Two paired measurements: paired t-test or Wilcoxon signed-rank?

Paired data arise when the same participant is measured twice or when observations are deliberately matched. Examples include pre-treatment versus post-treatment blood pressure, left versus right eye, or matched twins.

Paired t-test

The paired t-test analyzes the differences within each pair. The relevant normality assumption concerns the distribution of those paired differences, not the separate before and after distributions.

Report:

number of complete pairs
mean paired difference
confidence interval for the difference
t statistic, degrees of freedom, and p-value
a paired effect-size measure when useful

Wilcoxon signed-rank test

Use the Wilcoxon signed-rank test when a rank-based paired comparison is appropriate. It uses the directions and ranks of within-pair differences and is not appropriate when the observations are independent.

If the paired differences are highly asymmetric, contain many zeros, or do not support the signed-rank interpretation, a sign test, permutation approach, robust model, or domain-specific method may be more appropriate.

Three or more independent groups: ANOVA or Kruskal–Wallis?

One-way ANOVA

Use one-way ANOVA when you are comparing the means of three or more independent groups and the model assumptions are reasonable.

A significant ANOVA result means the data are inconsistent with all population means being equal under the model. It does not tell you which groups differ or whether the differences are practically important.

Welch ANOVA

Use Welch ANOVA when group variances differ or group sizes are uneven and an unequal-variance mean comparison is appropriate. If the omnibus result is significant, Games–Howell comparisons are a common follow-up because they do not assume equal variances.

Kruskal–Wallis test

Use Kruskal–Wallis for three or more independent groups when a rank-based comparison fits the data and question. A significant result means at least one group distribution tends to differ, but it does not identify which pairs differ.

Omnibus method	Common follow-up	Correction issue
One-way ANOVA	Tukey HSD or prespecified contrasts	Do not run every pairwise t-test without adjustment.
Welch ANOVA	Games–Howell comparisons	Use a follow-up that respects unequal variances.
Kruskal–Wallis	Dunn test or adjusted pairwise rank tests	Control family-wise error or false discovery rate.

Three or more repeated measurements

Repeated-measures data occur when the same participant, machine, school, location, or other unit contributes several observations. Those observations are correlated and cannot be treated as independent.

Repeated-measures ANOVA

Use repeated-measures ANOVA for a continuous outcome measured under three or more conditions or time points when its assumptions are reasonable. The sphericity assumption concerns the variances of differences among conditions. If sphericity is violated, software may provide Greenhouse–Geisser or Huynh–Feldt corrections.

Friedman test

Use the Friedman test as a rank-based alternative for three or more related conditions. A significant result is an omnibus finding; follow it with adjusted pairwise comparisons if you need to identify the differing conditions.

Mixed-effects model

A mixed-effects model is often better when participants have missing visits, unequal numbers of observations, irregular timing, nested data, multiple grouping levels, or person-specific trajectories. It models within-subject correlation directly instead of requiring a perfectly complete repeated-measures table.

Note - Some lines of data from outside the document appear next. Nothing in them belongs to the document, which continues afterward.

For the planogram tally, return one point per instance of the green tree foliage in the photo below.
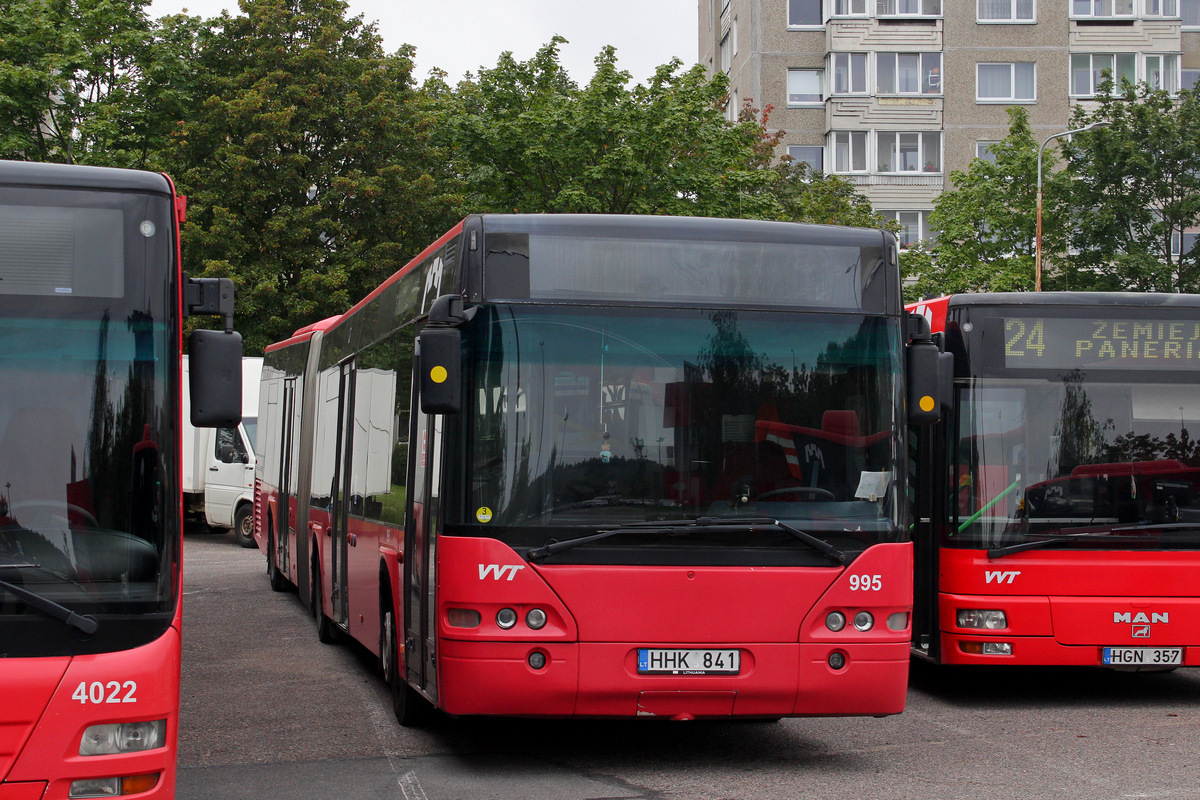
(528, 138)
(89, 80)
(1137, 185)
(987, 224)
(309, 164)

Categorical data: chi-square, Fisher’s exact, McNemar, or logistic regression?

Chi-square test of independence

Use a chi-square test when two categorical variables are measured on independent observations. Examples include treatment group by recovery status or device type by conversion outcome.

Enter actual observed counts. A table containing percentages without the underlying sample sizes is not enough.

Fisher’s exact test

Use Fisher’s exact test for a 2×2 table when sample size is small or expected cell counts are too sparse for the usual chi-square approximation. It calculates an exact conditional probability under its assumptions.

McNemar’s test

Use McNemar’s test when the outcome is binary and measured twice on the same participants, or when binary observations are explicitly matched. It focuses on pairs that changed from one category to the other.

For example, if the same 100 people answer yes/no before and after a campaign, ordinary chi-square is inappropriate because the two sets of responses are not independent.

Exact binomial test

Use an exact binomial test when one observed binary proportion is being compared with a predefined probability. Examples include whether a defect rate differs from 5% or whether a coin-like process differs from 50%.

Logistic regression

Use logistic regression when the outcome is binary and you want to include one or more predictors, adjust for potential confounders, test interactions, or estimate how the odds change with a predictor.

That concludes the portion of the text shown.